What This Changes for Cosmology
If Dressler and Monson’s results survive independent scrutiny, this will be an important confirmation of the standard picture: ΛCDM works on every scale we can currently test. The Great Attractor, despite its mythological reputation, is an ordinary gravitating structure — mostly dark matter and galaxy clusters, chiefly the Norma Cluster and its surroundings. Nothing exotic, nothing demanding new physics.
For anyone following the Hubble tension — the discrepancy between local and cosmological measurements of the expansion rate — the news is also significant, but in a different direction. One hope had been that large bulk flows at hundreds of Mpc somehow fed the anomaly. Dressler says: no such flows exist. The tension will have to be resolved somewhere else — perhaps in dark energy physics, perhaps in supernova distance systematics.
But the real story is one of return. Alan Dressler was a young astronomer in 1986, when his group first spotted a strange coherent motion of galaxies. Back then, he couldn’t measure it with the precision the problem demanded. Forty years later, technology reached the point where his own question could be answered. That’s a rare arc in science: a scientist who poses a problem at the start of a career and lives to solve it before the end. Not because the problem turned out to be simple. Because he didn’t let go of it.
Frequently Asked Questions
What is the Great Attractor and where is it pulling us?
The Great Attractor is an enormous mass concentration about 70 megaparsecs away, in the direction of Centaurus and Hydra constellations. The Norma Cluster dominates it. Under its gravitational influence, thousands of neighboring galaxies — including the Milky Way — are moving at about 630 km/s relative to the cosmic microwave background.
Does this mean we’ll collide with the Great Attractor?
No. The distance is too large and cosmic expansion keeps pushing objects apart. At current speeds, crossing 70 Mpc would take more than 100 billion years — longer than the age of the universe. By then the Attractor will no longer be «local» at all, thanks to ongoing expansion.
Why is the «Zone of Avoidance» a problem?
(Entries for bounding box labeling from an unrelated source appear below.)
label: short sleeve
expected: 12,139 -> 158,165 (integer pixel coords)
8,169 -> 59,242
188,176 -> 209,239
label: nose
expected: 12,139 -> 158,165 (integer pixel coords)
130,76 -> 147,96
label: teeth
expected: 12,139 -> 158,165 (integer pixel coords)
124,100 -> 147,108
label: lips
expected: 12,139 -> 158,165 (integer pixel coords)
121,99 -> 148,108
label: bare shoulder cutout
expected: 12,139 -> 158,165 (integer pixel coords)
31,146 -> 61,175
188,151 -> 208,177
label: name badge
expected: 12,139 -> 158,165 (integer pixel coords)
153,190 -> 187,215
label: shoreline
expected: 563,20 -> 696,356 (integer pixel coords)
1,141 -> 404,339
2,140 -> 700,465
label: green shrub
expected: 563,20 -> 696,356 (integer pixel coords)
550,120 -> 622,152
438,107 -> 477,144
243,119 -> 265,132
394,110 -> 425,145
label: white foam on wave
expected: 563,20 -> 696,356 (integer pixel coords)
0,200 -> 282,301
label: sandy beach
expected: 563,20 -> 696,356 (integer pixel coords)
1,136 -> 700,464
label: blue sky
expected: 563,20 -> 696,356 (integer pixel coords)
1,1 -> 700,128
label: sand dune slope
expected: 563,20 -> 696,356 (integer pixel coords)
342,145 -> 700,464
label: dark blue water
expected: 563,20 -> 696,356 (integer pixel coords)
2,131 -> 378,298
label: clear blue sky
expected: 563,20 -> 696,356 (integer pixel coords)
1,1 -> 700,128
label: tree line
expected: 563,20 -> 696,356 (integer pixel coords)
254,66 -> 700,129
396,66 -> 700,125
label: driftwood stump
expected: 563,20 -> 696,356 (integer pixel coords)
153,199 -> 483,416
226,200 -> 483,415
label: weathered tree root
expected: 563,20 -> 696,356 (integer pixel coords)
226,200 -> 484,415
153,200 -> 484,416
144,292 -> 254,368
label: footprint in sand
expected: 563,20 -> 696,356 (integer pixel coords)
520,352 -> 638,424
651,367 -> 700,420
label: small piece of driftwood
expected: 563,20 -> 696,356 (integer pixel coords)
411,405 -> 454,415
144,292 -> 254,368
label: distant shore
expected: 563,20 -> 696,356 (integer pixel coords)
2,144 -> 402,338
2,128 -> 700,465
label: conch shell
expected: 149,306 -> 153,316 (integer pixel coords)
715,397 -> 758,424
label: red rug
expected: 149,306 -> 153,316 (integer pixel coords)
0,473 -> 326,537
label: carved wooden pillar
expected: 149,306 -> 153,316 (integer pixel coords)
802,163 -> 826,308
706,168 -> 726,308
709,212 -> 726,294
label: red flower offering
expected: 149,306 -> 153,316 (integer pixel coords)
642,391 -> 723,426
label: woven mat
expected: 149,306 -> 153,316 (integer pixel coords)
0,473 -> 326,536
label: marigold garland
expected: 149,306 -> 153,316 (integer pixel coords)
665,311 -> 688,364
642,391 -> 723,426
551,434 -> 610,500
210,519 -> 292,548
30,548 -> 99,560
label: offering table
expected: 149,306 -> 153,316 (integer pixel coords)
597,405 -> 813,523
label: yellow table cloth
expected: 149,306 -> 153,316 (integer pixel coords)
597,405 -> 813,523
It’s a dense band of Milky Way dust blocking about 20% of the sky. Optical light barely passes through. That’s why the Great Attractor remained invisible for so long — it lies right behind this band. Infrared observations (like the ones Dressler used with FourStar) partially solve the problem, since longer wavelengths scatter less in dust.
What’s the CMB dipole and how does the Great Attractor connect?
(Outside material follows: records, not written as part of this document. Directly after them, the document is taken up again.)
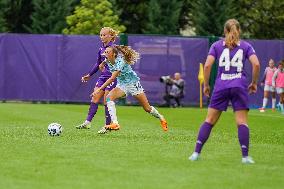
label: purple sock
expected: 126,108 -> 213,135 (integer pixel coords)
105,105 -> 111,125
195,122 -> 213,153
86,102 -> 98,122
238,124 -> 249,157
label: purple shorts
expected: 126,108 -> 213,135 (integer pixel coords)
95,78 -> 117,91
209,87 -> 249,112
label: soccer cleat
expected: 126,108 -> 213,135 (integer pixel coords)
105,123 -> 120,131
98,126 -> 108,134
188,152 -> 199,161
258,108 -> 265,113
161,119 -> 168,131
76,122 -> 91,129
242,156 -> 255,164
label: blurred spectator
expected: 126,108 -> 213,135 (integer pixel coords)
160,73 -> 184,107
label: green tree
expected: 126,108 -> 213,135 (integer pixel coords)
110,0 -> 149,34
143,0 -> 182,35
1,0 -> 33,33
189,0 -> 237,36
235,0 -> 284,39
63,0 -> 126,34
25,0 -> 77,34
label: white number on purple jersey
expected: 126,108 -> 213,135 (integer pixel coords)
219,48 -> 243,72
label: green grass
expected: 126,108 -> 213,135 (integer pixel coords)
0,103 -> 284,189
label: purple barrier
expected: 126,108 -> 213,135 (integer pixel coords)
0,34 -> 284,106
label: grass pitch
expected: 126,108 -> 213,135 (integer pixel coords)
0,103 -> 284,189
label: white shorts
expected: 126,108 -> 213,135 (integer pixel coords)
116,81 -> 144,96
264,84 -> 275,92
276,87 -> 284,94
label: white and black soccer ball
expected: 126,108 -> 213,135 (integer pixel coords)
47,123 -> 63,136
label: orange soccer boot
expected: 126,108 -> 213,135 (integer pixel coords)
105,123 -> 120,131
161,119 -> 168,131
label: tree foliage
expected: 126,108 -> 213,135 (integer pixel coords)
110,0 -> 149,34
143,0 -> 182,35
4,0 -> 33,33
236,0 -> 284,39
190,0 -> 237,36
63,0 -> 125,34
188,0 -> 284,39
25,0 -> 74,34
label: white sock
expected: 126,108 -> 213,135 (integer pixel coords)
107,100 -> 118,124
280,103 -> 284,112
150,106 -> 164,120
262,98 -> 268,108
272,98 -> 276,109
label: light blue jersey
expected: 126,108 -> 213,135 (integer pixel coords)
107,55 -> 140,85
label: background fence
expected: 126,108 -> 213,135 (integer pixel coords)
0,34 -> 284,106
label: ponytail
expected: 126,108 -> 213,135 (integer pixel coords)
224,19 -> 241,49
102,27 -> 119,42
114,45 -> 140,64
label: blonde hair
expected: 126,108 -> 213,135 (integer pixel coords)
111,45 -> 140,64
224,19 -> 241,49
101,27 -> 119,42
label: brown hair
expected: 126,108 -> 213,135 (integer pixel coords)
102,27 -> 119,42
224,19 -> 241,49
112,45 -> 140,64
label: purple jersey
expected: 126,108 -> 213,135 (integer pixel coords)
89,42 -> 113,79
208,39 -> 255,91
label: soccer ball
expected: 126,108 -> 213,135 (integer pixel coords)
47,123 -> 63,136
The cosmic microwave background is the «echo» of the Big Bang, filling all of space. If we were stationary, it would be perfectly isotropic. But because we’re moving, the radiation appears slightly hotter in the direction of motion and slightly cooler in the opposite direction. That first-order asymmetry (the dipole) tells us where and how fast we’re going. The alignment between the CMB dipole and the direction toward the Great Attractor is strong evidence that the Attractor (plus other local structures) generates our motion.
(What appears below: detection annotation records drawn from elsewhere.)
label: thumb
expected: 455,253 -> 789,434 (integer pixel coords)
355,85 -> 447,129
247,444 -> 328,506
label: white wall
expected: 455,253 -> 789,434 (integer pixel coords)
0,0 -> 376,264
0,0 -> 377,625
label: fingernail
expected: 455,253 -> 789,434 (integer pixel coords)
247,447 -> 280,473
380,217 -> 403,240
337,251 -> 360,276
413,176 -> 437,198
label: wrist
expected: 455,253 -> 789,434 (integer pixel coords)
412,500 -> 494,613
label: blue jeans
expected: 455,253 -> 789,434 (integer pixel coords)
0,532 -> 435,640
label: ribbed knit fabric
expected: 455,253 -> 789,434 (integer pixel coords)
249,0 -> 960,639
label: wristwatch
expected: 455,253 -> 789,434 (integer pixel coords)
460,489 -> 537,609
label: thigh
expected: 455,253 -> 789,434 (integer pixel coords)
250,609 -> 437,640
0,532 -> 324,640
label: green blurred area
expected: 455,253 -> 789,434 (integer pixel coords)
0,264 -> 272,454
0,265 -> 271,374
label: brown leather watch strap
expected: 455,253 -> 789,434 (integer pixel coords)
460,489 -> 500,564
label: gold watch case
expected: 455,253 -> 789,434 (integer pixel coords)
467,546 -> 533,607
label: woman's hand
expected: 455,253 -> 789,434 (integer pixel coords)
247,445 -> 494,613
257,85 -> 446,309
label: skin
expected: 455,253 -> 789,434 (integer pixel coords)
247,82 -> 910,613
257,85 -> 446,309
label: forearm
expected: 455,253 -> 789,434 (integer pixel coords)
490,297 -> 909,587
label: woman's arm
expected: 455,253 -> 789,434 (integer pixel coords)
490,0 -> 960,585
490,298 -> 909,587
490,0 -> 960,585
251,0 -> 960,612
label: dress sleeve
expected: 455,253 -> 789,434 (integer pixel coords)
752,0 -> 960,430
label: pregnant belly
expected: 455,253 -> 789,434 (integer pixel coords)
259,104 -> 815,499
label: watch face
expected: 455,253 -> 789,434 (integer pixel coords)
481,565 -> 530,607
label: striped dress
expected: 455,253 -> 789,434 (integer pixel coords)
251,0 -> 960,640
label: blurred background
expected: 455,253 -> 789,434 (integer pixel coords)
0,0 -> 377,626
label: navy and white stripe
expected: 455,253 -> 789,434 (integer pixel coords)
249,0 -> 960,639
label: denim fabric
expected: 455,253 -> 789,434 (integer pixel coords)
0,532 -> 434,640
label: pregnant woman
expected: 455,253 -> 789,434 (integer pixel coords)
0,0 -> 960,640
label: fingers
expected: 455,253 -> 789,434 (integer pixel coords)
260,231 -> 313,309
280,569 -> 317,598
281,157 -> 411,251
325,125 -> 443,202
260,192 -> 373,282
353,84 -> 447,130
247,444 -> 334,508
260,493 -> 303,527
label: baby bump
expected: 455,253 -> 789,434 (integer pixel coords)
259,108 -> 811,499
If Dressler is right, does the Hubble tension go away?
No — the Hubble tension is a separate anomaly. It’s about the discrepancy between local measurements of the expansion rate (from Type Ia supernovae) and the rate inferred from the CMB. Dressler shows only that large-scale bulk flows aren’t a viable explanation. The anomaly itself stays, and its source will have to be found elsewhere in physics.